Syslog parsing issue - extra comma

Iron Contributor

I've been trying to correctly parse a log using Syslog, but I am stuck. One of the fields sometimes contains a comma as part of a message, and this breaks my split() because the comma is the delimiter.

 

My query:

Syslog
| where SyslogMessage contains ",system,"
| extend msgArr=split(SyslogMessage, ",")
| project TimeGenerated,
Description=msgArr[13], // --this field sometimes has a comma in it, which breaks the array (shifts columns)
Action_Flags=msgArr[15],
msgArr

Here's an example of the SyslogMessage column before the split:

 

09:23,0009C103068,SYSTEM,url-filtering,0,2018/08/08 15:09:20,,url-cloud-connection-failure,,0,0,general,medium,"Cloud is not ready, There was no update from the cloud in the last 210470 minutes.",3955511,0x8000000000000000,0,0,0,0,,PA-5050

You can see that there is a column (between commas) that is in quotes--this is a "Description" column from the device. The string contains a comma (after "ready") and this is what causes split() to think this is a delimiter.


Here's an example of the "msgArr" column AFTER the split:

 

["09:23","0009C103068","SYSTEM","url-filtering","0","2018/08/08 15:09:20","","url-cloud-connection-failure","","0","0","general","medium","\"Cloud is not ready"," There was no update from the cloud in the last 210470 minutes.\"","3955511","0x8000000000000000","0","0","0","0","","PA-5050"]

You'll notice, that the split() command inserts a '\' before the string that has the extra comma in it, as well as one after:

 

\"Cloud is not ready"," There was no update from the cloud in the last 210470 minutes.\"

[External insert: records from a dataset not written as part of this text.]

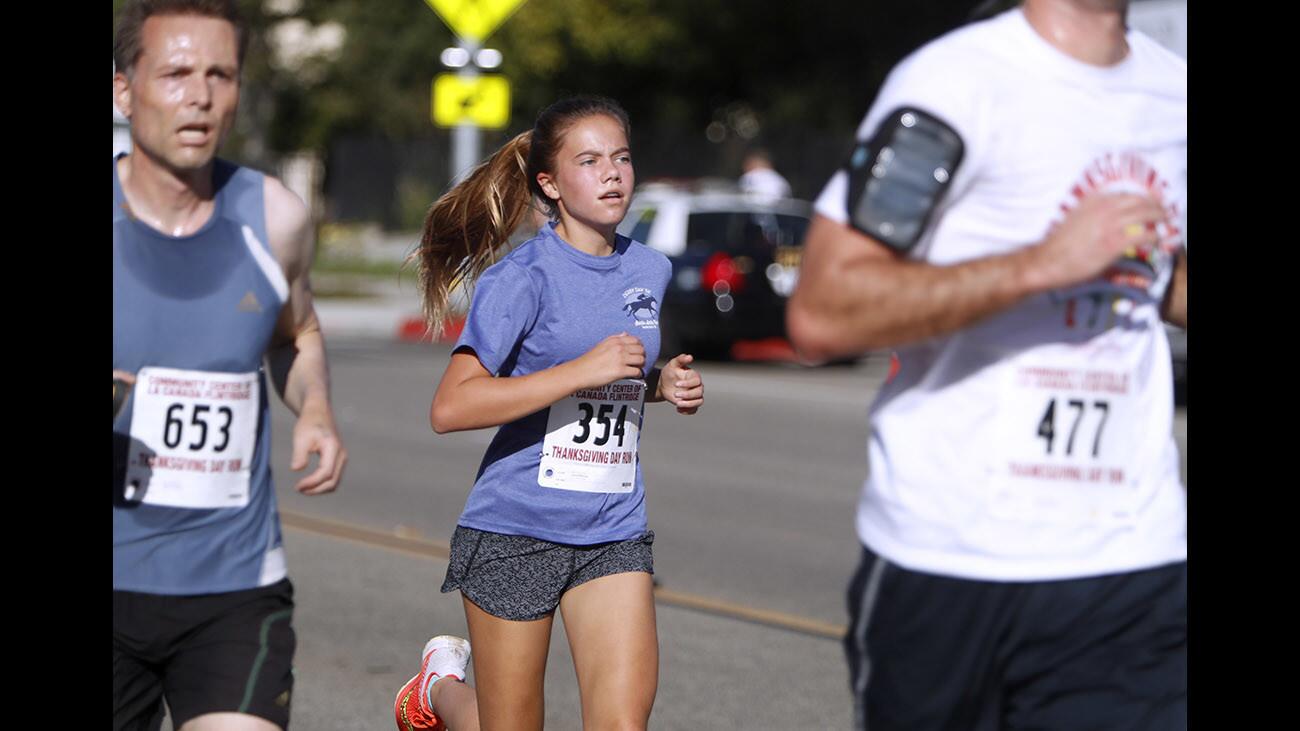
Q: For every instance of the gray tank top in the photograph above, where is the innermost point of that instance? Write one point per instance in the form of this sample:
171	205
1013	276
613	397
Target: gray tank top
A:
198	312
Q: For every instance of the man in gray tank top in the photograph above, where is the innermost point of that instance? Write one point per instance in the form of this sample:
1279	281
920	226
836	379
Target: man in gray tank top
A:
211	299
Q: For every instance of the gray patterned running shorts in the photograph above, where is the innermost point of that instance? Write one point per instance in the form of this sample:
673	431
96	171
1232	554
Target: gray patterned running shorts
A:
521	579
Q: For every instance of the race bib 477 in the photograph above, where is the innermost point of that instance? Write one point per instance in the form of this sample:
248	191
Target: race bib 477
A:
592	440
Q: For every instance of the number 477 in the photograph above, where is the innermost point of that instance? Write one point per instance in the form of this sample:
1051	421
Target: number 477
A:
1047	425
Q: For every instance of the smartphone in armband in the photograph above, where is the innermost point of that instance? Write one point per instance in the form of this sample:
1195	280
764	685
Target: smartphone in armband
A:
898	176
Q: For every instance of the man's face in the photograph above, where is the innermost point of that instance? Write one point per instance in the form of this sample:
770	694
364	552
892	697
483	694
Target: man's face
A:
182	95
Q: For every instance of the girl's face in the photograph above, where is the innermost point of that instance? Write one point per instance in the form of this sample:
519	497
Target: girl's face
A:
592	177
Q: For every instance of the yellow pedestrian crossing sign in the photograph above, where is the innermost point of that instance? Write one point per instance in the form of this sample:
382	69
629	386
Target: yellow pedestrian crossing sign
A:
480	100
473	18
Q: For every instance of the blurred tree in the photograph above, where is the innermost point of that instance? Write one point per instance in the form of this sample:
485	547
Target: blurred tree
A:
701	78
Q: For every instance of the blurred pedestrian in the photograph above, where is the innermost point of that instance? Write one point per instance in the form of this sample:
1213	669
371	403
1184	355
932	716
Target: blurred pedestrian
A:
209	277
1012	223
558	351
759	178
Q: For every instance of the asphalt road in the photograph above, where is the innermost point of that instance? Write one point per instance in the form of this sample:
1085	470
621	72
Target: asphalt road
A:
752	502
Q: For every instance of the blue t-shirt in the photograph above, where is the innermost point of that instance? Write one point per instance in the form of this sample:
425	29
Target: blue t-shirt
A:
544	305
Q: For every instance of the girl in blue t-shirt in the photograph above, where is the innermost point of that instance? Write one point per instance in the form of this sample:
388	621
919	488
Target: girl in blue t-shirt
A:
558	351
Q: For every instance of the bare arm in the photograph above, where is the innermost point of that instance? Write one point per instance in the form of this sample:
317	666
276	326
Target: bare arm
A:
297	357
469	397
1174	308
854	294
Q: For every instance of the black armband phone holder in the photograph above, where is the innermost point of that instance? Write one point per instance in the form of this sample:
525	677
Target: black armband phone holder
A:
898	176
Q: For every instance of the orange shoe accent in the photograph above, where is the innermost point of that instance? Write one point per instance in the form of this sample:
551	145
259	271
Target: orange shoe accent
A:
410	709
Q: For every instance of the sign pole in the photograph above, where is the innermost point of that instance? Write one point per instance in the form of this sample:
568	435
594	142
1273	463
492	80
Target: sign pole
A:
466	137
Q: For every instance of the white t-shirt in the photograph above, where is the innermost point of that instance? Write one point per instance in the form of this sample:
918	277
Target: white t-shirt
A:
1036	444
765	182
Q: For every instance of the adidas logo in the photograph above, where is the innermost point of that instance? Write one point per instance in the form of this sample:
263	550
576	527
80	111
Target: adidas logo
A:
250	303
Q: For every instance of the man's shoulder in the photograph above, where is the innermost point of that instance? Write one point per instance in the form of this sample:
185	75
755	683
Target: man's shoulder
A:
962	52
1156	59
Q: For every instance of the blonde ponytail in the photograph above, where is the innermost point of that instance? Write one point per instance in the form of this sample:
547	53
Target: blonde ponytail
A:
468	225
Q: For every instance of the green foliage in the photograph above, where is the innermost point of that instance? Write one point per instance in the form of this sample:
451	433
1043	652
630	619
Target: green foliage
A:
674	64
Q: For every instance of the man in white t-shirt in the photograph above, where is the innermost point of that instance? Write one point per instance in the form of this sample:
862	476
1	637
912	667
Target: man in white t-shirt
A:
1012	224
759	178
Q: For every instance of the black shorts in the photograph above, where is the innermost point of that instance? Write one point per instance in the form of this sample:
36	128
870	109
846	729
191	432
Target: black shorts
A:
208	653
940	653
521	579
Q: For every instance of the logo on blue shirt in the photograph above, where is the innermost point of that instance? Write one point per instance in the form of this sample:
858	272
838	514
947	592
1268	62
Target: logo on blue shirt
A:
641	306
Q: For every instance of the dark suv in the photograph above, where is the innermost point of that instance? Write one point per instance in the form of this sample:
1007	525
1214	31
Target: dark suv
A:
735	262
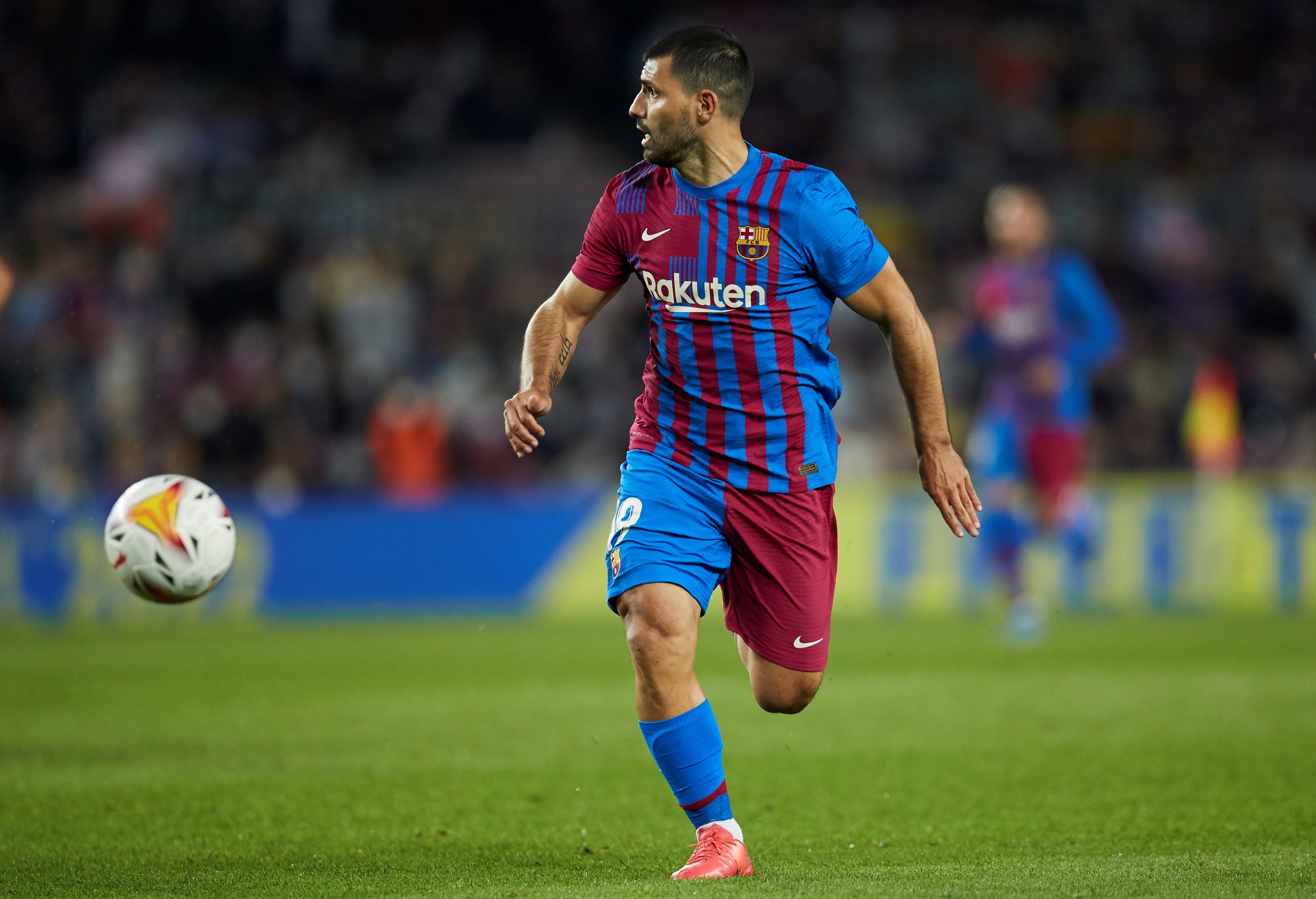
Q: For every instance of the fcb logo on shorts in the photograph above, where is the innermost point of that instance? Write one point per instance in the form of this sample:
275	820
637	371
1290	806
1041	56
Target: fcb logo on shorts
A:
752	243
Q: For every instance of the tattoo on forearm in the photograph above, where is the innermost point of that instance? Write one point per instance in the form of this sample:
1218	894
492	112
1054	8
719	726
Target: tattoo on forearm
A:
561	367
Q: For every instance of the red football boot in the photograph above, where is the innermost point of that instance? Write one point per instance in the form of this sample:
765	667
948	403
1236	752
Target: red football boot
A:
716	855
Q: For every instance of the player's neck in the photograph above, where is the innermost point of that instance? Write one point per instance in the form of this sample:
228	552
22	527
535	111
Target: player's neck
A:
716	158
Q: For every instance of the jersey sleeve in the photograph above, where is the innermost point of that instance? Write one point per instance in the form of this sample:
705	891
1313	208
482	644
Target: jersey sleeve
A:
840	247
602	264
1086	312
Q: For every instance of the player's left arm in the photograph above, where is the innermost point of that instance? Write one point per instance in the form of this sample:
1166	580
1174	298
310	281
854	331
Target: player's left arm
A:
888	302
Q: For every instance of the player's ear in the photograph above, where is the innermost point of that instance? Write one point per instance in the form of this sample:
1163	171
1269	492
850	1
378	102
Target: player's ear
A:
707	108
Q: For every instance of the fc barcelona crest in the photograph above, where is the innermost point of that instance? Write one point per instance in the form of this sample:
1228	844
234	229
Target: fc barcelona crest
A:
752	243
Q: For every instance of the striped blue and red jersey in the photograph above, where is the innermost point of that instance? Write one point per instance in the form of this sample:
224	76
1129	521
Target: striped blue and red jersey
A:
739	280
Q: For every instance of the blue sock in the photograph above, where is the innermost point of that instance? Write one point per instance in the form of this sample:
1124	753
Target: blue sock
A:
689	751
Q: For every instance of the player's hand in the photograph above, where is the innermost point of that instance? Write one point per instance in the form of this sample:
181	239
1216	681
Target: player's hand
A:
947	481
520	420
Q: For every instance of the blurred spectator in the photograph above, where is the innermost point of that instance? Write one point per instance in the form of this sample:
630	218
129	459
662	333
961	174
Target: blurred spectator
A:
408	443
1211	427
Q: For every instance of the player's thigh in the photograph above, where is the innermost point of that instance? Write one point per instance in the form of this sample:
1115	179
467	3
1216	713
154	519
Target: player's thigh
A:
782	578
666	531
777	681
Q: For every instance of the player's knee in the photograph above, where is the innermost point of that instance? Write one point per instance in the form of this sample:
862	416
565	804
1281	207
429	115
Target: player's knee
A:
788	698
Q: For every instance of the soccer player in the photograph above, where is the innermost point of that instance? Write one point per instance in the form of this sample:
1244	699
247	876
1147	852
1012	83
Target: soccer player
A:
1040	323
730	476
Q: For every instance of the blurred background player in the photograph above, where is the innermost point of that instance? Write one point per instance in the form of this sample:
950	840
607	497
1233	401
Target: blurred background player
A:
1040	323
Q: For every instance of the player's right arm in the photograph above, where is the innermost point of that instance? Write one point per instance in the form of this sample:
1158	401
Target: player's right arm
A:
551	341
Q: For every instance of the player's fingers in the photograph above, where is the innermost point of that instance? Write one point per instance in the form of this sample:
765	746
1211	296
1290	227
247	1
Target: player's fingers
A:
967	500
962	514
516	432
535	407
531	420
948	514
515	418
973	494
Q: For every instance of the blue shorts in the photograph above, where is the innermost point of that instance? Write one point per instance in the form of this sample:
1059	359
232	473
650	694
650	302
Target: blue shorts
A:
774	555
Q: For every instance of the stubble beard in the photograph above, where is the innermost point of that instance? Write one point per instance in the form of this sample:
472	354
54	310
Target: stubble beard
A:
673	144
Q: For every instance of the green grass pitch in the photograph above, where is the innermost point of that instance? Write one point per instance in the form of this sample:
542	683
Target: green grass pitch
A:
412	759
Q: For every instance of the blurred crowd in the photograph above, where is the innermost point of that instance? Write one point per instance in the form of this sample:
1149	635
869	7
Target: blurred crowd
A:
291	245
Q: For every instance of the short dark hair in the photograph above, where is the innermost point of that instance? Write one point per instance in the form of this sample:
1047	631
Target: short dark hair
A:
709	58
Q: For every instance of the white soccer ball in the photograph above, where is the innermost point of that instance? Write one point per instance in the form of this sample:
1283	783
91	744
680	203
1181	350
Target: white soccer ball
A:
170	539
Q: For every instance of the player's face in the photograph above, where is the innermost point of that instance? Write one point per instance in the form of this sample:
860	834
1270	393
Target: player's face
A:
1018	224
664	115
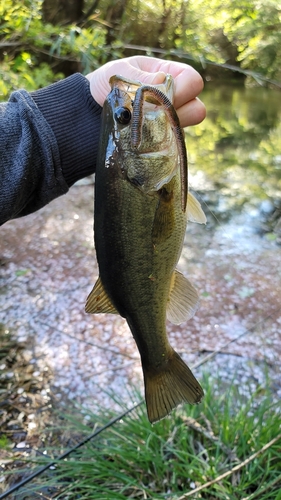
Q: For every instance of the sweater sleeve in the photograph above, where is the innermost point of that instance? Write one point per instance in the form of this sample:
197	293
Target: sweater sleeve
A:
48	141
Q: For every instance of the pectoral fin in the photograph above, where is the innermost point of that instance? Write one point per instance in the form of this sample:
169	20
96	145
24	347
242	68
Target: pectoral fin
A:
98	301
194	210
183	301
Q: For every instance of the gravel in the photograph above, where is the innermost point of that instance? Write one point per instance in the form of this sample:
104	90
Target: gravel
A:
48	267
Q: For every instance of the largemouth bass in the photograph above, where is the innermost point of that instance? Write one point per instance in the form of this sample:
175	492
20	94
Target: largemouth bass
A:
141	211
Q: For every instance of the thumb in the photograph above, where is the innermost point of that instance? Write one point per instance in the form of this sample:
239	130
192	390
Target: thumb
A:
150	78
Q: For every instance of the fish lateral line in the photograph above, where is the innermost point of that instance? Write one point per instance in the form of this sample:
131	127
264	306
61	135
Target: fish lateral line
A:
158	97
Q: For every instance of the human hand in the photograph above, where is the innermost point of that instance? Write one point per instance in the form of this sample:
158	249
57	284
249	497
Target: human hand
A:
150	70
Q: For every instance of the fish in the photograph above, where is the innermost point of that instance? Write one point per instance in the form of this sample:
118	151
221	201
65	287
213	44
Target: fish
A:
141	209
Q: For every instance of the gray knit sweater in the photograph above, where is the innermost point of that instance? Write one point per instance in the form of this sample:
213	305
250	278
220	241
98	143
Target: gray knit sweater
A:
48	140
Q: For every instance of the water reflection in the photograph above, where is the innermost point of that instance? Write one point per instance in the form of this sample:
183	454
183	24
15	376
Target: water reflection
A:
238	146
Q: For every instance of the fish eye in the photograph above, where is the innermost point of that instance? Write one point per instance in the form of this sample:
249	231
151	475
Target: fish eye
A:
123	116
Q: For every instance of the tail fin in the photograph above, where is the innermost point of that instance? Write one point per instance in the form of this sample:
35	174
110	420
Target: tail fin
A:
168	388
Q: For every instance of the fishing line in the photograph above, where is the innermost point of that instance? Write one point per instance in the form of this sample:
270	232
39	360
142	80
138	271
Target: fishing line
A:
125	413
68	452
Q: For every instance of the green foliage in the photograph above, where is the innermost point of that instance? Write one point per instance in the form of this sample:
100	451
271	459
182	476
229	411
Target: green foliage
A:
33	50
36	53
133	459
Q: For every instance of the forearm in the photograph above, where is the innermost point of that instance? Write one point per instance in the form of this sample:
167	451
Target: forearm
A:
48	140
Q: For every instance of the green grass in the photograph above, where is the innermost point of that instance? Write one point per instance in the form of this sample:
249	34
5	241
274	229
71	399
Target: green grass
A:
133	459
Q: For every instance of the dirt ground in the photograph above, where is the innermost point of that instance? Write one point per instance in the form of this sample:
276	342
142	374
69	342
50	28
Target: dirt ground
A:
48	267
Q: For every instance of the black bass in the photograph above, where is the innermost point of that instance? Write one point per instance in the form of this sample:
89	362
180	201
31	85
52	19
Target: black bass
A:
142	206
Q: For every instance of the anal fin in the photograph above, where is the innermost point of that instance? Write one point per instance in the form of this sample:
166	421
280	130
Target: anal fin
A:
168	388
183	300
98	300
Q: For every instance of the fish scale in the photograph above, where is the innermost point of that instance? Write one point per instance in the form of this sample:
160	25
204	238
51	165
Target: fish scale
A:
139	228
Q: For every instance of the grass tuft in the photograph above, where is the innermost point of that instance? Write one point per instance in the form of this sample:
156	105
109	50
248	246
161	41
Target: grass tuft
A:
170	459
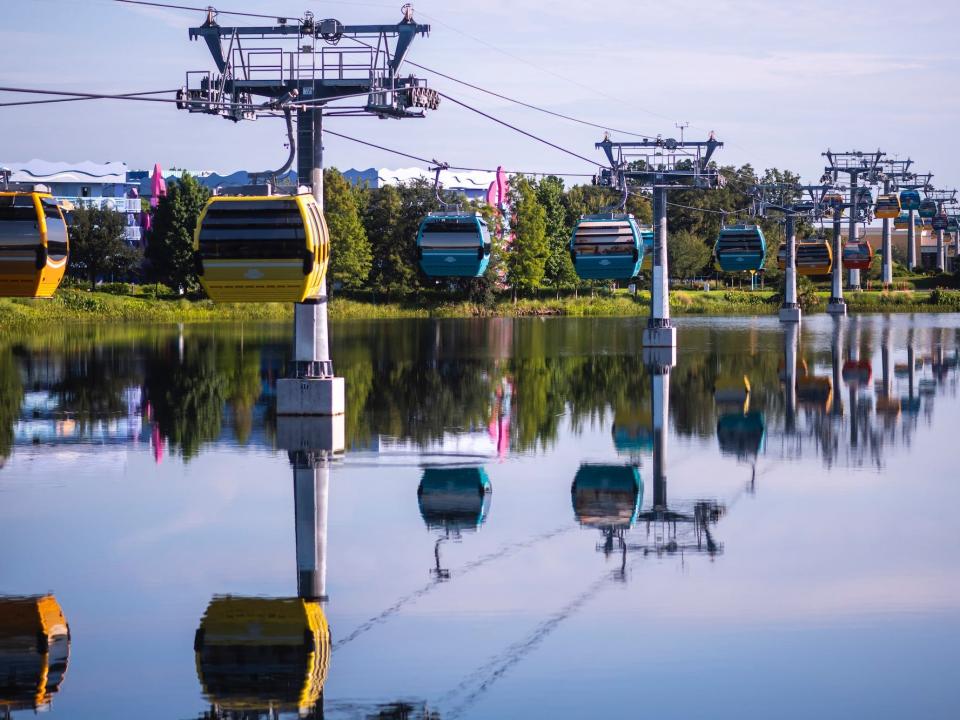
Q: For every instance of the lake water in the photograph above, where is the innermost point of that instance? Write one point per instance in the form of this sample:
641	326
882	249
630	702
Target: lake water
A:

So the question is, how in the heck do I parse out a field where there is an extra comma? Is split() even the right method? Anybody?

 

See original post here: https://techcommunity.microsoft.com/t5/Azure-Log-Analytics/Parsing-comma-separated-values/m-p/218426...

1 Reply

Hi,

I think the best you can do is to remove the comma from the message before using split.

Syslog
| where SyslogMessage contains ",system,"
| extend SyslogMessage  = replace(@',', @' ', SyslogMessage )
| extend msgArr=split(SyslogMessage, ",")
| project TimeGenerated, Description=msgArr[13], Action_Flags=msgArr[15], msgArr

Let me know if this helps!

 

You can also try to replace it with some specific character and after you've used split to use replace again to return the comma in case it is important for the end results.